Edit: also, my buddy was the only guy in the study group who didn't drop out. He just happened to be a massive pill-head(opiates), and smoked a ton of pot, which probably helped get him through the side effects.
Immune therapies are worlds better than traditional chemo/rad, which often ended up giving you an entirely different kind of cancer years later, but they are not without side-effects.
I'm coming around to the view that treating cancer is mostly a resource allocation issue.
I'd be willing to bet if we made even more aggressive investments in finding treatments and cures, we'd be able to achieve both rapid incremental improvements and a handful of breakthroughs with the net results being a radical decline in suffering and deaths due to cancer (not to mention amazing discoveries in science for the sake of science).
I was diagnosed with melanoma in 2010. At the time, the standard of care for melanoma was remove it surgically... and then cross your fingers and hope it doesn't come back.

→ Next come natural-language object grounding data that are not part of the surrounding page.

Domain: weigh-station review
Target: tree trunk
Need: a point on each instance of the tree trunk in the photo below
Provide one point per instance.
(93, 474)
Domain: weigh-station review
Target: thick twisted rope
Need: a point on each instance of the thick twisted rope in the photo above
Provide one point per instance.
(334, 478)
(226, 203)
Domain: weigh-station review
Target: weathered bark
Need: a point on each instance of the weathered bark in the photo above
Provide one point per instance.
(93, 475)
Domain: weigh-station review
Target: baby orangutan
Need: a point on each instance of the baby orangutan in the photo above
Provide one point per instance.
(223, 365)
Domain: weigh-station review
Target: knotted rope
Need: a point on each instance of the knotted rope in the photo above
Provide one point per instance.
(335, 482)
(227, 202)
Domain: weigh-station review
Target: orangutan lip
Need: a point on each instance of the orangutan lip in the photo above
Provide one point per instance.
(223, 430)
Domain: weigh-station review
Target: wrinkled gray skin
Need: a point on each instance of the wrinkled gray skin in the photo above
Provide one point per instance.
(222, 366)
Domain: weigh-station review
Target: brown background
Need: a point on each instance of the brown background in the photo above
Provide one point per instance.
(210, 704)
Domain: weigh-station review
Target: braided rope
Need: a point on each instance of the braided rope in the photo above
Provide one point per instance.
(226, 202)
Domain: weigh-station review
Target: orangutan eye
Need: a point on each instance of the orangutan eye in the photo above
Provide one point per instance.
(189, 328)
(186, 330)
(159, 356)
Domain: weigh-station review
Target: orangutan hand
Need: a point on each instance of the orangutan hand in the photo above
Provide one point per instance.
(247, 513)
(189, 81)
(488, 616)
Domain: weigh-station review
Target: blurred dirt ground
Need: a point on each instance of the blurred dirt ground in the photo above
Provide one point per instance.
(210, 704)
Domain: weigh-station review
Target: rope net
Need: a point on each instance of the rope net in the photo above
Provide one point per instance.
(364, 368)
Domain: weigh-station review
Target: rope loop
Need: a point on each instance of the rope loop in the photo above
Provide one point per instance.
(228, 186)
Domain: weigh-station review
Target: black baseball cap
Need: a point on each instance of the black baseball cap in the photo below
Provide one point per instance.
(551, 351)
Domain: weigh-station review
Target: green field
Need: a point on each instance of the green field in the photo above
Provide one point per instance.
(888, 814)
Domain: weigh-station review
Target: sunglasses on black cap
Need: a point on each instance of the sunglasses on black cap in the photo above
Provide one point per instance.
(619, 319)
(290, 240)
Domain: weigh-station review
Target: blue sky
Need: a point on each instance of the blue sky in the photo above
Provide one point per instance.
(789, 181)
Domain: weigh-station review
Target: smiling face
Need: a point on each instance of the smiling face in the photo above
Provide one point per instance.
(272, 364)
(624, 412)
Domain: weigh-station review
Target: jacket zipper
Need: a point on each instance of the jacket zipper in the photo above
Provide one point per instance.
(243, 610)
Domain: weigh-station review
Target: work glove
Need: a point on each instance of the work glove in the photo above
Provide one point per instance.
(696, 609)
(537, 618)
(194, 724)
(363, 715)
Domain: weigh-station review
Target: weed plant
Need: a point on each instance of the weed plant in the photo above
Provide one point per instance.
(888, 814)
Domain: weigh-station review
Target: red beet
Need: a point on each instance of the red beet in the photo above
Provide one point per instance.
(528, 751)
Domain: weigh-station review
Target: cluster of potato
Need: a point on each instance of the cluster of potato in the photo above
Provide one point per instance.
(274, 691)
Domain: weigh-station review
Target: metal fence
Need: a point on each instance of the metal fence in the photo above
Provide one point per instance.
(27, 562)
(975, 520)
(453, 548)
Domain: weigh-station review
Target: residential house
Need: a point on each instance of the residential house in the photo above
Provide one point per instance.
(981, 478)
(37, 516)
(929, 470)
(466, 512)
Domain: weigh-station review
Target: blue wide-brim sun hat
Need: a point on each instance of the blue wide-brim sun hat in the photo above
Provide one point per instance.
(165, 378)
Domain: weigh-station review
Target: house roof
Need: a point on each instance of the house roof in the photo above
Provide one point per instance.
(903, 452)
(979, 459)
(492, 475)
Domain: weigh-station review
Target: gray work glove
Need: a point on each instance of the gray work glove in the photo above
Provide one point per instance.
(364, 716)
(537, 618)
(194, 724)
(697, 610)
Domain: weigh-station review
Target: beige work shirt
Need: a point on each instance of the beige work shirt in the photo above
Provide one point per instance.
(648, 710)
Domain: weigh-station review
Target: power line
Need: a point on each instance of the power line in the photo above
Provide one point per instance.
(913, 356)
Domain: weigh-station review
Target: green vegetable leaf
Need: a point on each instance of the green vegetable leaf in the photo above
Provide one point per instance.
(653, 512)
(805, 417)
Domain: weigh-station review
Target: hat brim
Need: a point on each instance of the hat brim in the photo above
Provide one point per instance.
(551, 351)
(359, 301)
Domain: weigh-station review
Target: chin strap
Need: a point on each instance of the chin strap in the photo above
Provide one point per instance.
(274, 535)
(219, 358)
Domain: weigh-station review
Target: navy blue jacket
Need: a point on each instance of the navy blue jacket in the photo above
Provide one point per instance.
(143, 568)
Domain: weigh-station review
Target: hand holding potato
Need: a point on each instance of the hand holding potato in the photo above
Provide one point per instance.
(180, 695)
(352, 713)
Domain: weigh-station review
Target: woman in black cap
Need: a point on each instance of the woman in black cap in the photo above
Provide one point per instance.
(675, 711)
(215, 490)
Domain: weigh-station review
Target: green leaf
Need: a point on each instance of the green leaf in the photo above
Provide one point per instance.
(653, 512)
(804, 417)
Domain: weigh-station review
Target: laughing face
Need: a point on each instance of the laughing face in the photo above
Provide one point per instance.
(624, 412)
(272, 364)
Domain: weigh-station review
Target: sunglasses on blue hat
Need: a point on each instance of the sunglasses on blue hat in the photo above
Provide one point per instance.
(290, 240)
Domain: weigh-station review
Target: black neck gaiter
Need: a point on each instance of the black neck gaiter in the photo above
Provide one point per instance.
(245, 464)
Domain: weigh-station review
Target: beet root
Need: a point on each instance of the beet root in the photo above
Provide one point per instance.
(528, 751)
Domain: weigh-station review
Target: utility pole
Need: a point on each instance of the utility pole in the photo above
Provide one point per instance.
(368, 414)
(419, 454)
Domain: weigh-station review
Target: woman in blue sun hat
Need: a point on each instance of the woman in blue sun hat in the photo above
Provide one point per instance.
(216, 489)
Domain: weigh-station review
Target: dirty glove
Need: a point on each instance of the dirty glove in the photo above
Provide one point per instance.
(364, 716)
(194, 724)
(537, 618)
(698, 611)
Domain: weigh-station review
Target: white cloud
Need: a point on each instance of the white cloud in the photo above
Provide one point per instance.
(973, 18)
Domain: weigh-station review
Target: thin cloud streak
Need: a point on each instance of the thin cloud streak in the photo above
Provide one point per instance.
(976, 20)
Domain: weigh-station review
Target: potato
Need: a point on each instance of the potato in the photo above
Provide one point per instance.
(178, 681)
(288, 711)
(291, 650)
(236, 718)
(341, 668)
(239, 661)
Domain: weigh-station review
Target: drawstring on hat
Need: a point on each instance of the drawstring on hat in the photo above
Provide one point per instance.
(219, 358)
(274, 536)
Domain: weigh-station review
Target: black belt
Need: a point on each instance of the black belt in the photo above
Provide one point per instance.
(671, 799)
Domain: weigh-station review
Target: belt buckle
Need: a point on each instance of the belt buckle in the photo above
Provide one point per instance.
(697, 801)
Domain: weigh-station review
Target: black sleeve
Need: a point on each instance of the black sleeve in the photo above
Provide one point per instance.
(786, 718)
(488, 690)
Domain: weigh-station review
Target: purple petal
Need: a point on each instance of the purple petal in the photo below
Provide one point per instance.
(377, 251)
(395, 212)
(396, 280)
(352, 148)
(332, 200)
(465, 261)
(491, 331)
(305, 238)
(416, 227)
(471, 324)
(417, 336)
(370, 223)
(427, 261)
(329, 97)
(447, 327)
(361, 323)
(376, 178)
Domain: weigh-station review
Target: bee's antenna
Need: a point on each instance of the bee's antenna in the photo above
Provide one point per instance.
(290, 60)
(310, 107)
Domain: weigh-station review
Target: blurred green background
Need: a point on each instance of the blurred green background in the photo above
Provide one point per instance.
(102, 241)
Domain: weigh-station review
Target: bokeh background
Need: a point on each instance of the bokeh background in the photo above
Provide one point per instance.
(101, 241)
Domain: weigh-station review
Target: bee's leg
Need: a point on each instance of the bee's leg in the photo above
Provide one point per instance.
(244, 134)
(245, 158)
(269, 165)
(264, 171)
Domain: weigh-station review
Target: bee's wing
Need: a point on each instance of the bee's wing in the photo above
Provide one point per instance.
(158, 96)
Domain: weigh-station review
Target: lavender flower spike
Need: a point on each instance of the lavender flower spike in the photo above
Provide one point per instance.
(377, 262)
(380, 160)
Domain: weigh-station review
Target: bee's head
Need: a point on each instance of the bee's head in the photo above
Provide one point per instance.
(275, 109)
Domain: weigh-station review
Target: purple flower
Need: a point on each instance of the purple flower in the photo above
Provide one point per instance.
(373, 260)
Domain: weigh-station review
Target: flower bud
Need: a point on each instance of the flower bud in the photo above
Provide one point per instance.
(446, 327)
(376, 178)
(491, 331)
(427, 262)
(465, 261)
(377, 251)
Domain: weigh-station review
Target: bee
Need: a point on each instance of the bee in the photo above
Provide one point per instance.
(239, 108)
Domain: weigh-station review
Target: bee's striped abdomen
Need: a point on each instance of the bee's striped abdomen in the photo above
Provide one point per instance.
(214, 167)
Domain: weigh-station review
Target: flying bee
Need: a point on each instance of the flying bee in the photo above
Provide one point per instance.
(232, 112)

During the 3 month interval between when I was first diagnosed and when we learned that the cancer had spread, that changed. The first paper showing an overall survival benefit for melanoma patients (by dosing them with ipilimumab) was published in the NEJM in June 2010. Although ipilimumab (marketed as Yervoy) wasn't approved by the FDA until the next spring, I was able to get access to a very high dose of the drug through a clinical trial.
The trial was weird in a couple ways. First, I can get on clinicaltrials.gov, pull up the results of my study, and calculate that if I'd been put in the placebo arm of the trial, there's a 25% chance I wouldn't be here to write these words. That's a strange thing to know.
Second, the side effects were really unusual and unpleasant. I didn't have to endure the acute toxicity you get from chemotherapy, so that was a blessing. On the other hand, immunotherapies (like both of the drugs referenced in this study) mess with immune regulation mechanisms that apparently aren't supposed to be messed with. My personal experience ranged from the mundane to the miserable: fatigue, severe acne, absolutely excruciating eye infections, and other stuff I won't get into here. I'm still dealing with some of these issues almost a decade later, but the key point is that I'm here to deal with them!
Ipilimumab was the first step; James Allison recently won a Nobel prize for discovering the protein that it targets. Nivolumab (marketed as Opdivo) actually gives even better performance, so nivo is the standard and is sometimes supplemented with Yervoy (or so I understand; I'm not a physician.) I can only imagine what the side effects of the combination therapy are like. Remarkably, both drugs were developed by Bristol-Myers Squibb.